No Conversation Is Too Scary

As many of you know, I’m currently a high school teacher (in the fall, I taught philosophy, and this spring I’m teaching a class called “senior practicum,” which is mostly personal finance, although I’ve taken a few liberties to discuss digital habits as well). The pairing of the two classes together is interesting for two reasons.

First, the philosophy class was inherently academic, and required reading, study, and heavy critical thinking. Some of the concepts we explored were abstract, ranging from free will and determinism to how we can say that we know anything at all. Second, the senior practicum class is clearly meant to be distinct from the philosophy class. It is not abstract; in fact, it’s fairly pragmatic. In some ways, it can be seen as an outworking of the philosophy course — at least in the sense that philosophy is meant to help the students frame and understand the world, and the senior practicum class is meant to help the students navigate “daily” life.

What I didn’t expect in the course of teaching these two classes is that I would get the chance to have other, deeper conversations with the students. Because the two classes are touching on issues that are deeply personal, we sometimes end up navigating tough waters. It’s not uncommon for the students to bring up political issues (even in the form of a joke), moral issues (abortion has come up more than a handful of times), or unsolvable philosophical or theological problems. My real goal in these conversations is not really to convince the students that they ought to think the way I do on these topics. That would be far too easy, to be honest. That’s not to mention the fact that they are all Christian students, raised in Christian households, so their viewpoints are highly similar, if not outright identical, on many of these issues.
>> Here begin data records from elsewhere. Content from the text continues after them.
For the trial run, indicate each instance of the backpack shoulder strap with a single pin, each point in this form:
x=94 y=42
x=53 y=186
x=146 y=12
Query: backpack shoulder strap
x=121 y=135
My goal, instead, has been to open their minds up a little bit to other viewpoints, and I think I’ve come up with a solution to how to do try and do this. Part of my solution is driven, I think, by my concern with social media and its effects on public discourse. We currently find ourselves in a societal moment wherein social groups are dividing and divisive — primarily along political and theological lines. This leads to two things: digital echo chambers and the inability to engage in rational, calm conversation about difficult issues. In response to this, I’m trying to teach my students two things:

  1. No conversation is too scary to have.
  2. When discussing a tough issue, our first goal should be to ask “What does this person see that I don’t?”

These are actually relatively difficult to implement in real life. It can be easy to prefer avoiding tough topics of conversation, thinking that our interlocutors might be offended or appalled at our ignorance or disagreement. It’s also easy for us to be the person that is easily enraged, morally or intellectually. (Moral outrage, in fact, is an easy emotion to latch onto — just look at how social media companies have benefited from taking advantage of that emotion). But if we come at difficult conversations with an attitude of humility rather than pride, of curiosity rather than fear, our local community and the broader society stand to benefit.

Of the second point (asking, “What does this person see?”): this is a key skill when engaging in philosophical or theological inquiry. If we don’t actively try to envision why a person sees the world a certain way, or thinks that their moral position is superior to others, we don’t have any chance of gaining conversational favor. This means we lose the chance of having a dialogue, and of having the opportunity to persuade someone of our own position. I think many of us fear taking this step, however, because it requires risk. Alan Jacobs writes about this in How to Think:

To think, to dig into the foundations of our beliefs, is a risk, and perhaps a tragic risk. There are no guarantees that it will make us happy or even give us satisfaction. (36)

I take Jacobs to mean here that too often the conversations we have are means to the end of happiness: either by way of conversing only with those who agree with us, or by seeking the satisfaction of arguing with others for the purpose of proving the superiority of our position. But to actively think, to engage in dialogue, to be willing to see from another person’s viewpoint means that we must accept discomfort and even the pain of changing our position on an issue.

We’d do well, in the long run, to abandon our desire for comfort, for happiness, for satisfaction. The health of both our individual selves and society at large may rely upon this very truth.